The down arrows are the function f, and the diagram commutes, as it did before. Therefore the left arrow is an isomorphism. The homology of the n skeleton, relative to the n-1 skeleton, is isomorphic to another relative homology, based on balls and their boundaries. This is a disjoint union of spaces, so we can consider each ball separately, and then put it all together. Therefore the relative homology is free abelian, with one generator for each n dimensional cell.

Relative Homology and the Quotient Map

This theoremis not specific to cellular homology. It is included here because the proof is the same as that shown above. A 2 by 3 commutative diagram carries an isomorphism from right to left. The horizontal arrows are inclusions, as before, but this time the vertical arrows are induced by a quotient map.

Let V be a closed set in S, and let U be an open set in S that retracts to V. Let T be the quotient space of S that identifies all of V with a point w. Note that U is still an open set in T; but the subspace V has been replaced with the point w.

Let h be the homotopy from S into S that squashes U down onto V. This is a retract, hence h fixes V throughout time. Apply h to T. Note that h fixes w throughout time, and squashes U down onto w. Combine the properties of a homotopy and a quotient space to prove h is continuous, whence w is a retract of U within T.

Build a 2 by 3 commutative diagram, as we did above.

h(S/V) h(S/U) h(S-V/U-V)
h(T/w) h(T/U) h(T-w/U-w)

Since the quotient map fixes everything outside of V, the rightmost vertical arrow is a homeomorphism. In other words, S-V and T-w are the same space.

Consider the arrows from right to middle. Remember that V, or w, is closed inside the open set U. Apply the excision theorem, and find a relative homology isomorphism.

The arrow from left to middle is the identity map, as it was before. A reverse arrow, from middle to left, squashes U onto V. The composition, in either order, gives the function that squashes U onto V, which is homotopic to the identity map.
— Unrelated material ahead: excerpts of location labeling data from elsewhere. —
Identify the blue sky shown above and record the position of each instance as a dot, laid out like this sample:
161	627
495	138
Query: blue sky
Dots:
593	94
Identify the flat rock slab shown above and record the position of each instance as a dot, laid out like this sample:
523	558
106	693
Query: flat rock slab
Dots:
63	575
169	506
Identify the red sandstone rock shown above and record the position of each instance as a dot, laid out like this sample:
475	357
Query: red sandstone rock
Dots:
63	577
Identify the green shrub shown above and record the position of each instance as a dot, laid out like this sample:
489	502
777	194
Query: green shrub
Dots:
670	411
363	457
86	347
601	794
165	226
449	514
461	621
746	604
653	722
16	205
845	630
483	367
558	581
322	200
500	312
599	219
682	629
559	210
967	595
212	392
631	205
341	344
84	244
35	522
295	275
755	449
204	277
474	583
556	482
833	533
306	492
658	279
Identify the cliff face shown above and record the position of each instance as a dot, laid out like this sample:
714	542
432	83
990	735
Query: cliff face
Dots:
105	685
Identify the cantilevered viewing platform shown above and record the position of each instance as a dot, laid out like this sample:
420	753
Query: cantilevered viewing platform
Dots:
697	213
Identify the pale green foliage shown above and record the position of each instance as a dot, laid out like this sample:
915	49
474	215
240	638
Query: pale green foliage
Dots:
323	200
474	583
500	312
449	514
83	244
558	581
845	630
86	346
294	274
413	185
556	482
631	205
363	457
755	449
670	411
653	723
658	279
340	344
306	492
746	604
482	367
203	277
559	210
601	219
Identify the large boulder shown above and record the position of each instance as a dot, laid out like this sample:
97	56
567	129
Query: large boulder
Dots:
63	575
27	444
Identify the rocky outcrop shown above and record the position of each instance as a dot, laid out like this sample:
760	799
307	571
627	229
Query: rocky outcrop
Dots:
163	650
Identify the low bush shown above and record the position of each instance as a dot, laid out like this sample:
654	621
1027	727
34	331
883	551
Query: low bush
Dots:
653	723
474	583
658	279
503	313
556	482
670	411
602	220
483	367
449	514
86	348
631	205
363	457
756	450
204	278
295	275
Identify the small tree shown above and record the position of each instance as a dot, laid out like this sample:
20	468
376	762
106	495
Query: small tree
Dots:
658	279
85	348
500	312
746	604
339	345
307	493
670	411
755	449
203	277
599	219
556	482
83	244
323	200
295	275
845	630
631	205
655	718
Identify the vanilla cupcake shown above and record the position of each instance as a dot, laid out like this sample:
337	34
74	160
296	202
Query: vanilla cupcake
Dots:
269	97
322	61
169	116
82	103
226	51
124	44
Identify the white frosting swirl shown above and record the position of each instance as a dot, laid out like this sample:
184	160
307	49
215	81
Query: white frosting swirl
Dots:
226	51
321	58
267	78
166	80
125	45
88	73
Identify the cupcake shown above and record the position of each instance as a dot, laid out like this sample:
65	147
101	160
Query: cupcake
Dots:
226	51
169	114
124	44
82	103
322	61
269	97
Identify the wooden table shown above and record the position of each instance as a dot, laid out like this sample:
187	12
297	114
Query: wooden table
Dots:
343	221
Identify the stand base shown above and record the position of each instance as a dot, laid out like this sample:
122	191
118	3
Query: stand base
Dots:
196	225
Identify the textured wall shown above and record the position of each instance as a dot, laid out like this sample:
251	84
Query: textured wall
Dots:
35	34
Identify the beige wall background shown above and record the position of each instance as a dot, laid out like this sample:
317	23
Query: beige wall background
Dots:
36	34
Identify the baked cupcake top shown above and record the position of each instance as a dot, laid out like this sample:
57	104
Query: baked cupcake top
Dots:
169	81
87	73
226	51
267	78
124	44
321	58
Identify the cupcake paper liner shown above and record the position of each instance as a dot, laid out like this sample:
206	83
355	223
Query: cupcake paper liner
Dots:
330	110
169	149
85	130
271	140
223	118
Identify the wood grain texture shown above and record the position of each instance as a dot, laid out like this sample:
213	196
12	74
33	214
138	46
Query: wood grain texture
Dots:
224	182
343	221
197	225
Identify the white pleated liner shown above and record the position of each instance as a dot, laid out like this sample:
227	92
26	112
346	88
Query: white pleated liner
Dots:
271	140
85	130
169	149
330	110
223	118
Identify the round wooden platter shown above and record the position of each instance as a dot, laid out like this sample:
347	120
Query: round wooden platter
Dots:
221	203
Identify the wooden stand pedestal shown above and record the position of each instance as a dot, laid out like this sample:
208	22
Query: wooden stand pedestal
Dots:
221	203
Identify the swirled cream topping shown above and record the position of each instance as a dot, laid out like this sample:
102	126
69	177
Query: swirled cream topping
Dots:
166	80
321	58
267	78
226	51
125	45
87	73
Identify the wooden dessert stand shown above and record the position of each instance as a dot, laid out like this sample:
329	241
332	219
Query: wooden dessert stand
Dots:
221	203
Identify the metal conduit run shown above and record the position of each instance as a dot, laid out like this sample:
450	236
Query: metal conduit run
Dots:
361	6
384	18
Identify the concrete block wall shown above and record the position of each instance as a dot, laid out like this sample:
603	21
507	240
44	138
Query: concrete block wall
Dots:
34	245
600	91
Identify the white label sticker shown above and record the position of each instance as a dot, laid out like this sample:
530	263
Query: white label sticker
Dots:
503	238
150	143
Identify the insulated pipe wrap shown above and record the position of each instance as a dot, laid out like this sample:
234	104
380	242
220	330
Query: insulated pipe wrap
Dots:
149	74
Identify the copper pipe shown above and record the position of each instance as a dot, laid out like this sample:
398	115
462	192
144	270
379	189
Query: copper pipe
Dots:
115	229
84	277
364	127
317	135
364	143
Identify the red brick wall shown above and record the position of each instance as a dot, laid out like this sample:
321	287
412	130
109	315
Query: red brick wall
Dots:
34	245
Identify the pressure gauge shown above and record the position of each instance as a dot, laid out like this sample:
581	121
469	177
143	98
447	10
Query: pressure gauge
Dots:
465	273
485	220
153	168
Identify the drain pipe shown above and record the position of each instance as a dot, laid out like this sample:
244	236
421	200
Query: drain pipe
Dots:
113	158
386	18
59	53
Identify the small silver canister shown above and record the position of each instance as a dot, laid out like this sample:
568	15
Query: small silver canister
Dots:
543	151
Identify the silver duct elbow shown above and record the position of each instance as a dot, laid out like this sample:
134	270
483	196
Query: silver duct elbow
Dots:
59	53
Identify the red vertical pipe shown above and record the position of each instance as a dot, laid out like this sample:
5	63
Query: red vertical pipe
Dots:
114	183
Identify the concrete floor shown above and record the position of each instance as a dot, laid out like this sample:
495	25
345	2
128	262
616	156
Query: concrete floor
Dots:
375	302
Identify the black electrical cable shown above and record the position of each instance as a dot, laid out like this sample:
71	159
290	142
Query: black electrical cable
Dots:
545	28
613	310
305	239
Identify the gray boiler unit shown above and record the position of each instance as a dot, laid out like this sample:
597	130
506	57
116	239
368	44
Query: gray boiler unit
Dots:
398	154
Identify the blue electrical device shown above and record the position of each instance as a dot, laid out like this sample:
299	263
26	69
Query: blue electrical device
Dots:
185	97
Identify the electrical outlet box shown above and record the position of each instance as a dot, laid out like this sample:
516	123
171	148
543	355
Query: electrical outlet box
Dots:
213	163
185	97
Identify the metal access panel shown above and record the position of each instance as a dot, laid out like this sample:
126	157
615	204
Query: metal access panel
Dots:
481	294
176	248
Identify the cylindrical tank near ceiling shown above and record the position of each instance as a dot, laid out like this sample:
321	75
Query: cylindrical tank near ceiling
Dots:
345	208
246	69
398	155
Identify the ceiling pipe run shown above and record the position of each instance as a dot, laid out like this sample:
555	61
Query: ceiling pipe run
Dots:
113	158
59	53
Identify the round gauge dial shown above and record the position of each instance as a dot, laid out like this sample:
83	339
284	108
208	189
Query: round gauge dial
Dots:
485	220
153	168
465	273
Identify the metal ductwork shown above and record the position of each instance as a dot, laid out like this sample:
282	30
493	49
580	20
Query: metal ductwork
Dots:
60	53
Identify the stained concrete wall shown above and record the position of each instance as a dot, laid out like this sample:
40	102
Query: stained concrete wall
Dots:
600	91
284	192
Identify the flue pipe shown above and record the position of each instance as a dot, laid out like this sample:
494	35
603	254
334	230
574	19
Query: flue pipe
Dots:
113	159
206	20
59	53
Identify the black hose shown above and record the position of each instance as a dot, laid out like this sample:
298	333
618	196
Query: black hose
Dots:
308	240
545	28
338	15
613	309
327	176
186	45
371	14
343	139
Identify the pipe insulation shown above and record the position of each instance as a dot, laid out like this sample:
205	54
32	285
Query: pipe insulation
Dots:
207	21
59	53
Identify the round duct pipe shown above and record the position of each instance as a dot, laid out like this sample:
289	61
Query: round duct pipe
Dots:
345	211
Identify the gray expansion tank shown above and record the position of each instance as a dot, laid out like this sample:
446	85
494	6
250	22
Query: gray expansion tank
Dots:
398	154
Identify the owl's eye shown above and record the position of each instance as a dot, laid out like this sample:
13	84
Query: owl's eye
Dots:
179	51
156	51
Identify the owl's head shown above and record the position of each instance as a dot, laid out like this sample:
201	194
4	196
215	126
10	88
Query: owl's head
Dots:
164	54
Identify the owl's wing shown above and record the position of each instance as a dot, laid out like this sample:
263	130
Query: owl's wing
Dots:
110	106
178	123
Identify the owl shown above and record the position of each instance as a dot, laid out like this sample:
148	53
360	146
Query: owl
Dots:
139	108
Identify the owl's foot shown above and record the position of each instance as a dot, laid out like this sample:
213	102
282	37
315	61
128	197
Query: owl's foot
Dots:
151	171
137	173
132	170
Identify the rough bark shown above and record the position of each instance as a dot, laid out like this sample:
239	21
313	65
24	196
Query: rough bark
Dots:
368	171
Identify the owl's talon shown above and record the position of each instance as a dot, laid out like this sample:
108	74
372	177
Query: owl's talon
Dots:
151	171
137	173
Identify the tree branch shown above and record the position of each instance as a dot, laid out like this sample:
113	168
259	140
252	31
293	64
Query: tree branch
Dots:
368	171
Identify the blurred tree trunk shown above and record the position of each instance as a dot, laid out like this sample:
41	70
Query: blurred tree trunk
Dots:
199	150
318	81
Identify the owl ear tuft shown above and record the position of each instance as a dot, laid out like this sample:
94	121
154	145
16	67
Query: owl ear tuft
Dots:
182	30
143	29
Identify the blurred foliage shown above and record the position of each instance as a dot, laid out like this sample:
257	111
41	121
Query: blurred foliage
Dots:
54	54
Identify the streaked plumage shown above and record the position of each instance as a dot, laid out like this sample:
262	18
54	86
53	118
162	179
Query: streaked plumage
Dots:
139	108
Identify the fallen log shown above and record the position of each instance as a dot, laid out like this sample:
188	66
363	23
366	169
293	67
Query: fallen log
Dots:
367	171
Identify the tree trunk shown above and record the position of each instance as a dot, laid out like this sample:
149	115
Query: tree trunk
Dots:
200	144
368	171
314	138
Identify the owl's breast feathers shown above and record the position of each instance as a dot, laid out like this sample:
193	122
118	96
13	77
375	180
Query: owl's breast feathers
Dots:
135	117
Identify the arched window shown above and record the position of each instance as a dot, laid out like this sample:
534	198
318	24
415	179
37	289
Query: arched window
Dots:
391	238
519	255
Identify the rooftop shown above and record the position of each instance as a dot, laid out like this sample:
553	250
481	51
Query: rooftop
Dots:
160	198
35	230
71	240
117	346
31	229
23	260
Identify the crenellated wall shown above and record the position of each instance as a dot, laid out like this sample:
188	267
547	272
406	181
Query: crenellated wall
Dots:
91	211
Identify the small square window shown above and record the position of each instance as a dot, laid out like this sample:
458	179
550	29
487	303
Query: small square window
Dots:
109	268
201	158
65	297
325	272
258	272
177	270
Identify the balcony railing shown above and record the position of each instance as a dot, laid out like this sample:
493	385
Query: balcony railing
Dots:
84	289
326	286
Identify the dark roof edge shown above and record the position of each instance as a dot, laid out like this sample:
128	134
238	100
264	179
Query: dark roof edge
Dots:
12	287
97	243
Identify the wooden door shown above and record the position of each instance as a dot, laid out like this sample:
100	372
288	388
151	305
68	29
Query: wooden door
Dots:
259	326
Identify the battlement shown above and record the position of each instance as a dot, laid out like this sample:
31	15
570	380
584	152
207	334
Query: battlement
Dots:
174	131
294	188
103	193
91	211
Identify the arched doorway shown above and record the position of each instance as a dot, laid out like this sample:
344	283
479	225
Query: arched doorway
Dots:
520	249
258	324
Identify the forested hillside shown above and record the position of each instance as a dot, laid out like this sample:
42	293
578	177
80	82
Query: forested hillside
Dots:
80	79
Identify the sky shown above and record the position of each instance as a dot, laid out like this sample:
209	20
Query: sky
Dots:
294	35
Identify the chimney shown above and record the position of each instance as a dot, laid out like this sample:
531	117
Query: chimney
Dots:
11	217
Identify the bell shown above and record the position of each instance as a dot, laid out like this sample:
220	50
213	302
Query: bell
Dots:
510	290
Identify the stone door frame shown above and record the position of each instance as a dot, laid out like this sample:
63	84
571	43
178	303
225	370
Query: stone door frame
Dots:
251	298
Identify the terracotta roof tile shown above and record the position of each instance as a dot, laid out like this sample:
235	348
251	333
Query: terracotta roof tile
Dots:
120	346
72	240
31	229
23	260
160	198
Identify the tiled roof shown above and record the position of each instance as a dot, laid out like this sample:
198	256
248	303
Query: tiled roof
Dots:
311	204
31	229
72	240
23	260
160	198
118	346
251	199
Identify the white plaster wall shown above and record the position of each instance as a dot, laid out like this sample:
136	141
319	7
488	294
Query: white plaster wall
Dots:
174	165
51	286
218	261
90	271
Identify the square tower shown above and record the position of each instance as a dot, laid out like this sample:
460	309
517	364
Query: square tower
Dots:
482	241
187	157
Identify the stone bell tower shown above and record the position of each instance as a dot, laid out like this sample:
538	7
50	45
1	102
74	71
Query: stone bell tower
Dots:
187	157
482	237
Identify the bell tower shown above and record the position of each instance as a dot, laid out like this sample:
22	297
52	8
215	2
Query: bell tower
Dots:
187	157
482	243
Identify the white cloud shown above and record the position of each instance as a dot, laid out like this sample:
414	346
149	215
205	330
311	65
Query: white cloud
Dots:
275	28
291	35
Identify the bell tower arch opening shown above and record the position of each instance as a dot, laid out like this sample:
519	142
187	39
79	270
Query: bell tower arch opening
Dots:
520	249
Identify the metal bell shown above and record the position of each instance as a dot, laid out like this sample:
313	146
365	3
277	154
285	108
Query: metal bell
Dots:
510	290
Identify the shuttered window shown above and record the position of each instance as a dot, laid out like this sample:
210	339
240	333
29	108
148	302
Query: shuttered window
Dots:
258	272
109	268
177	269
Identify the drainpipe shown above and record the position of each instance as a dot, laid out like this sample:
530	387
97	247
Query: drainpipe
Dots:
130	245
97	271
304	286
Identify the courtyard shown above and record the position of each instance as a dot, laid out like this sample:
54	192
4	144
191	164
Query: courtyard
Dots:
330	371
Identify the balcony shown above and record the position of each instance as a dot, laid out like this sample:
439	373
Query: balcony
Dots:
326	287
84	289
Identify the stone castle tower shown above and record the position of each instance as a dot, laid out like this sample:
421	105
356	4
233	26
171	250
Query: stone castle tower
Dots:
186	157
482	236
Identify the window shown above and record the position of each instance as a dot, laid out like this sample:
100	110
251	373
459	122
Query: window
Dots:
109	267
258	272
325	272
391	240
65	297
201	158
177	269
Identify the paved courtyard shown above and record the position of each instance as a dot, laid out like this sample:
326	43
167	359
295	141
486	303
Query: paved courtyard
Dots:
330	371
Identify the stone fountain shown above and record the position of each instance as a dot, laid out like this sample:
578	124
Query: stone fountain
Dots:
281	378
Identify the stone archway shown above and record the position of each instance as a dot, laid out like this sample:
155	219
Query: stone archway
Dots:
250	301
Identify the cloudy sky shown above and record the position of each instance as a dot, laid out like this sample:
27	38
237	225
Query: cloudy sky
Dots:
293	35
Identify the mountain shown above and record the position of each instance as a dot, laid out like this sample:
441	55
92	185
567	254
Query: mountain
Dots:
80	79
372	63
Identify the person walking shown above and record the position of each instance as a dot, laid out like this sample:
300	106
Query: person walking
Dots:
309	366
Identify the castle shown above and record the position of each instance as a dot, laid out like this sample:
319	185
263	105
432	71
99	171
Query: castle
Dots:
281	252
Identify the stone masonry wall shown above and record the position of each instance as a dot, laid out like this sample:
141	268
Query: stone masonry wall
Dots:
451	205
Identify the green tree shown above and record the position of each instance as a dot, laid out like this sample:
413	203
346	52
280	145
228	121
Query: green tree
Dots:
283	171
Note that the image of V lies in U, and the image of U lies in V, and the homotopy keeps U within U, and V within V. We have another homotopy equivalence, inducing an isomorphism on relative homology.

Put this all together and the three vertical arrows are isomorphisms. If V is a retract of some open set U, the quotient map that compresses V down to a point w preserves the homology of S relative to U, or V|w.